Teacher pens kids’ novel

One Downtown resident and long-time supply teacher is turning his experience interacting with kids into an exciting piece of fiction targeted at the curious children and young adults.
Queen’s Quay and Spadina resident Randy Coates has taught students from kindergarten to grade 8 over the past 20 years at various schools around the city. His daily observations inspired him to write.
“I’ve written several short stories before, but never a children’s book,” explained Coates as he prepares for the forthcoming school year. “I see these kids and how they bond and stick up for each other, what they say and do, and I started getting ideas for a book.”
Published earlier this summer on iUniverse, his novel More Precious Than Rubies: The Return of the Norse Gods tells the tale of a group of students who are confronted with a new and very odd authority figure at their school.
Rooted in mythology as the title would suggest, the novel follows 12-year-old Paul and his best friend as their curiosity, and later alarm, is set off by the random actions of the principal, Mr. Theisen.

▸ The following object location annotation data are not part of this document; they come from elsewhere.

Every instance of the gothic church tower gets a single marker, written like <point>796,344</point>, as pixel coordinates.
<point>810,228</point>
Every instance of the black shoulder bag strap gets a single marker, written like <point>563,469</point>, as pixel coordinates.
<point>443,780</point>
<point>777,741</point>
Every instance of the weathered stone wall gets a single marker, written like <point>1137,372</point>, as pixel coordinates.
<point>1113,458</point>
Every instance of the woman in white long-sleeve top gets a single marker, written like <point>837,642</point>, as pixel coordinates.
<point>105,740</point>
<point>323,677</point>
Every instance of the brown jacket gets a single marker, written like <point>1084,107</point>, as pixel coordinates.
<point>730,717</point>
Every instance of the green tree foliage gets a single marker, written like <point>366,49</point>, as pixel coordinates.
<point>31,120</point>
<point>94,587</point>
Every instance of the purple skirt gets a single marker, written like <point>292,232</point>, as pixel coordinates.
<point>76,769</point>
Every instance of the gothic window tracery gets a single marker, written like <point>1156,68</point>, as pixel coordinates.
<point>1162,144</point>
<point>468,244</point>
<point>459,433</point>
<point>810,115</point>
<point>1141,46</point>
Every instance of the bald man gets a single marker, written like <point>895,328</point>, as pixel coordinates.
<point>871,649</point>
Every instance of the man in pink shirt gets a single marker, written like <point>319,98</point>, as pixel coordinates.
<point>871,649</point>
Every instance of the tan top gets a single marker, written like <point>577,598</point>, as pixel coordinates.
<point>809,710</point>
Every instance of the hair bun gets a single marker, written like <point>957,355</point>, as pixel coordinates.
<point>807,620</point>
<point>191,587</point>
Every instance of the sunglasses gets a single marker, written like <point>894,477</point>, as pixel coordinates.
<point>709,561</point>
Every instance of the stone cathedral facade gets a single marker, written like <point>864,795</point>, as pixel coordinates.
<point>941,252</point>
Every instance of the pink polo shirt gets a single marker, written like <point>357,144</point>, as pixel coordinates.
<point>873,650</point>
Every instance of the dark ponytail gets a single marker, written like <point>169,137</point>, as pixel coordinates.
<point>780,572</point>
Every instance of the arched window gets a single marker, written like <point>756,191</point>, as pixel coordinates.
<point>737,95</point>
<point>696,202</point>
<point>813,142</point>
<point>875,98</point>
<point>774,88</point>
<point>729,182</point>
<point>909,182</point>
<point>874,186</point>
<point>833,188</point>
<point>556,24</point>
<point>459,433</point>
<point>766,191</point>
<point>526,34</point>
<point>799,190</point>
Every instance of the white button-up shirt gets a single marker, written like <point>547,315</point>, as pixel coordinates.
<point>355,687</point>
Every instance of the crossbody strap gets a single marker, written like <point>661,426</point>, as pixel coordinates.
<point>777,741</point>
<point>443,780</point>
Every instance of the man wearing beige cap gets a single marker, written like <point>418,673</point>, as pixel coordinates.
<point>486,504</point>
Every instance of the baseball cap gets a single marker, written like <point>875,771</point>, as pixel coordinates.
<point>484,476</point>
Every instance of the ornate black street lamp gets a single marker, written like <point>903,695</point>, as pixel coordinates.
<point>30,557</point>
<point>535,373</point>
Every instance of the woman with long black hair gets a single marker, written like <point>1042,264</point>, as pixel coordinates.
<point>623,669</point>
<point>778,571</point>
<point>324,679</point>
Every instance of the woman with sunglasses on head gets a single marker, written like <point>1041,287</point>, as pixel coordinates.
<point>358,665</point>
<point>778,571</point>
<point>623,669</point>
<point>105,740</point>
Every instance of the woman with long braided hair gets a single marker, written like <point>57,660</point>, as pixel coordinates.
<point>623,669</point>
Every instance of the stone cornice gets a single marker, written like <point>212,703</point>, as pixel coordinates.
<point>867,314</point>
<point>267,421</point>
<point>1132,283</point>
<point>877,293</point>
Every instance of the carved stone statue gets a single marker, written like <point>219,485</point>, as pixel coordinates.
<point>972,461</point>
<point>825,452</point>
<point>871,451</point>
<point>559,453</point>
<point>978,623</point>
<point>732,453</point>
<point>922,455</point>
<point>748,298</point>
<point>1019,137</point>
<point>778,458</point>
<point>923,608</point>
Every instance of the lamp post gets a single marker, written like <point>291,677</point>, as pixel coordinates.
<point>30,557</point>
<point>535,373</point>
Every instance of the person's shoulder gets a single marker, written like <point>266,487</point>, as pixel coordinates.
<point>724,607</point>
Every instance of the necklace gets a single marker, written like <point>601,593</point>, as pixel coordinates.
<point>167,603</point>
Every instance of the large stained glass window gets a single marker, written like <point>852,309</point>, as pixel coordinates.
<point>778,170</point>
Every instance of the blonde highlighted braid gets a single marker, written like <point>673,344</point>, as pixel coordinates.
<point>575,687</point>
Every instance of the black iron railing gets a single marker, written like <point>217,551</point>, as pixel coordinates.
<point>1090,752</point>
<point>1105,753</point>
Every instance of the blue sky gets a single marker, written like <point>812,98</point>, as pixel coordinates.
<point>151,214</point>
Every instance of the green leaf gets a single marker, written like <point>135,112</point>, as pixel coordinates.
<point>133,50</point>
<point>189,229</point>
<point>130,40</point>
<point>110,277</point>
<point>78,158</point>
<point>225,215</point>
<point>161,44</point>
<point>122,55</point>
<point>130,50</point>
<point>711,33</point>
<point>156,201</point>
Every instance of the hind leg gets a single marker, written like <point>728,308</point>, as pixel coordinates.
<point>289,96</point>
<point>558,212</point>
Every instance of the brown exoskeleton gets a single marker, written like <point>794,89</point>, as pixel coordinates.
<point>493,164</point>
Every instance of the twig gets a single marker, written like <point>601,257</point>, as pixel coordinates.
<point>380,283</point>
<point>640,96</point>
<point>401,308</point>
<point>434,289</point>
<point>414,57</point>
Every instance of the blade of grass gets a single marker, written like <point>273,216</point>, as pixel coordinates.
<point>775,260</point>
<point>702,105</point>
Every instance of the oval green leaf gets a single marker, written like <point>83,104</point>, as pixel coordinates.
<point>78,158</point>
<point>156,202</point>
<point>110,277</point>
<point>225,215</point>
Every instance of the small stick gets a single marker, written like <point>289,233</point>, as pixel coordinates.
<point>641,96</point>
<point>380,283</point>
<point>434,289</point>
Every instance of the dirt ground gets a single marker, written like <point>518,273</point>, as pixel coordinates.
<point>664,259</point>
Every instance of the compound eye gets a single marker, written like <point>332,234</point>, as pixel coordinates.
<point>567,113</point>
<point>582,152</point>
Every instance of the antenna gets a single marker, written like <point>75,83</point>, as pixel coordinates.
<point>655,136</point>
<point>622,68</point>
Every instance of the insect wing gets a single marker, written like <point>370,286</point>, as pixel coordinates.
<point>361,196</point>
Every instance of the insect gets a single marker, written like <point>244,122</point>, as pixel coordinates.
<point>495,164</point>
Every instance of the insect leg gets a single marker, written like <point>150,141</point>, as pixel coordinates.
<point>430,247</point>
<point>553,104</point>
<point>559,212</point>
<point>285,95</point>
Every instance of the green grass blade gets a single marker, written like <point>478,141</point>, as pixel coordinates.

“It’s about students bonding, bringing various aspects of multiculture together and sticking up for one another,” said Coates, who attended the University of Western Ontario. “There is a teacher that is based upon me, and other teachers that I’ve known, but it’s more so about the students that I’ve taught.”
“I know how they talk, I see what they are for and against; I see the camaraderie.”
The book is currently for sale as an e-reader, but Coates hopes to see it published in other outlets this fall so students can access the book at school.